Enfant, j’étais très impressionné par la mémoire de mon grand-père qui, malgré les déluges d’obus de Verdun et du chemin des dames, puis plus tard les bombardements de la Luft Waffe, avait retenu tous les départements de France avec chaque préfecture et presque chaque chef-lieu de canton. En manière de jeu, je lui demandais Cher?, il me répondait Bourges aussitôt.
De même pour les principales dates de l’histoire de France. Aussi ai-je inscrit sur des pas japonais : 1515 ? 1789? 1802 ? 1945 ? De même, à compléter : 18 Juin... ? 14 Juillet... ? Et le piège: 25 Décembre ...? Zéro, bien sûr.

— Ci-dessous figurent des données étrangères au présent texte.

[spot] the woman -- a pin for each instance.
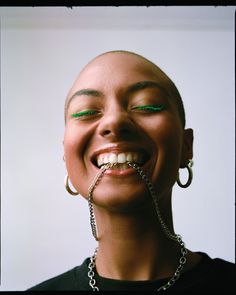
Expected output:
(125, 141)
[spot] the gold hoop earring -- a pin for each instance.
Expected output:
(190, 175)
(68, 187)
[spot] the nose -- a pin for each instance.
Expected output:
(116, 123)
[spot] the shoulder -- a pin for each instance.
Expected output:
(211, 274)
(73, 279)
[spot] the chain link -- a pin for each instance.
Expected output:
(166, 230)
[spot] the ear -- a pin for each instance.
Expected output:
(187, 148)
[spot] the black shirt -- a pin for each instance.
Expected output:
(213, 275)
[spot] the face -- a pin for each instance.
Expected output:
(119, 109)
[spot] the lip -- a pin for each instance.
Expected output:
(120, 148)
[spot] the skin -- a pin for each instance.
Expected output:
(132, 245)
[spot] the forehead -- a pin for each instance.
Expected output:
(117, 69)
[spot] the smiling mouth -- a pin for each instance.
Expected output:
(120, 160)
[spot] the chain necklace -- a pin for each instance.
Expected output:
(175, 237)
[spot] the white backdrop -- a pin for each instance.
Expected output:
(44, 231)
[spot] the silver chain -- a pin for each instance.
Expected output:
(169, 234)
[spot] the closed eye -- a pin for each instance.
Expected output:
(84, 114)
(150, 108)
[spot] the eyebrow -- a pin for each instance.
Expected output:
(131, 89)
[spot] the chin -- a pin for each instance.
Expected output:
(122, 198)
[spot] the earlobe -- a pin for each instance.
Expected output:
(187, 148)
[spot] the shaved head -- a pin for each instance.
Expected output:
(168, 84)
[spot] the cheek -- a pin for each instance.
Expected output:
(168, 143)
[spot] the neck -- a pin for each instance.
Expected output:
(134, 246)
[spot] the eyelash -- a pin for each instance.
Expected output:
(147, 108)
(84, 113)
(150, 108)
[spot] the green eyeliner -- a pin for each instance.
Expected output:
(83, 113)
(152, 108)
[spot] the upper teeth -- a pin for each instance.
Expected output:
(118, 158)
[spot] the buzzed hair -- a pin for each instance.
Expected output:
(173, 89)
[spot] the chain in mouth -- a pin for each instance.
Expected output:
(120, 160)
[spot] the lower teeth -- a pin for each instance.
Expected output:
(116, 166)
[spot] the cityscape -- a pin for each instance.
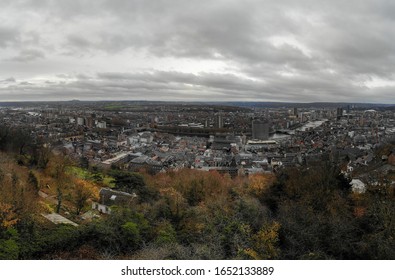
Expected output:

Des jeux, des devinettes, des quizs, partout dans le jardin de quoi mobiliser l’intelligence.
L’un des plus beaux compliments qu’on m’ai fait à ce sujet est que ce jardin pourrait être aussi celui d’un campus universitaire.
Les familles et leurs enfants.
Fatiguées, stressées, pressées, soumises au rythme des temps modernes, il arrive souvent que les familles réalisent en arrivant à la maison de retraite qu’elles sont venues les mains vides. Un massif de fleurs à couper disposé à l’entrée permet, avec un sécateur et un peu de raphia, de réparer l’oubli en composant un joli bouquet.
Le sens de l’observation aux aguets constamment, le jardinier de maison de retraite ne peut pas ne pas voir que les jeunes enfants s’ennuient vite quand on les amène “voir Mamie”. C’est pour eux qu’on aura soin dans un coin du jardin de disposer des jeux, une cabane, un bac à sable pour les plus petits. Pour nous éviter aussi, soyons francs, des parties de foot dans les dahlias et des courses dévastatrices dans les massifs.
Voilà, Mesdames et Messieurs, que s’achève cette première présentation de ce qu’est ce métier si particulier de “jardinier en maison de retraite”.
Je ne voudrais cependant pas la terminer sans une histoire de transplantation, non pas de pieds de dahlias ou de rosiers, mais des deux pieds d’un homme, déplacé pour d’autres raisons que l’esthétique, la nature du sol ou l’ensoleillement.
Bernard est un ancien ajusteur de soixante quinze ans atteint par la maladie d’Alzheimer. Tout le monde l’aimait bien, à la maison de retraite médicalisée où sa famille l’avait placé.
Je dis “l’aimait” parce que ça s’est passé à peu près comme ça s’est toujours passé pour lui.
Quand il était enfant, il n’a pas pu aller à l’école très longtemps parce que ses parents n’avaient pas les sous.
A quatorze ans, il est rentré comme arpète chez un patron qui le payait une misère. A vingt, il a rencontré sa femme qui gagnait une misère encore plus petite que la sienne et ils se sont installés tous les deux dans un tout petit logement, loin des ateliers, parce qu’ils n’avaient pas les sous.
Puis ils ont eu deux filles, qui n’ont pas pu étudier bien longtemps non plus et, dés qu’ils l’ont pu, ils ont acheté une petite voiture qui ne les a jamais emmené bien loin parce qu’ils n’avaient jamais les sous.
Et là, maintenant, à cause du prix de journée, Bernard a été prié d’aller mourir moins cher ailleurs parce que sa famille ? Devinez...
Nous autres, jardiniers de maison de retraite, les transplantations de vieux pauvres, on n’aime pas ça du tout et on se demande si ça va durer encore longtemps.
Alors, si l’INRA veut bien nous aider, on va essayer de créer un arbre à sous, qu’on appellera le soulier, naturellement.
Histoire que le produit de la récolte évite des rempotages indignes dont on ne veut plus chez nous."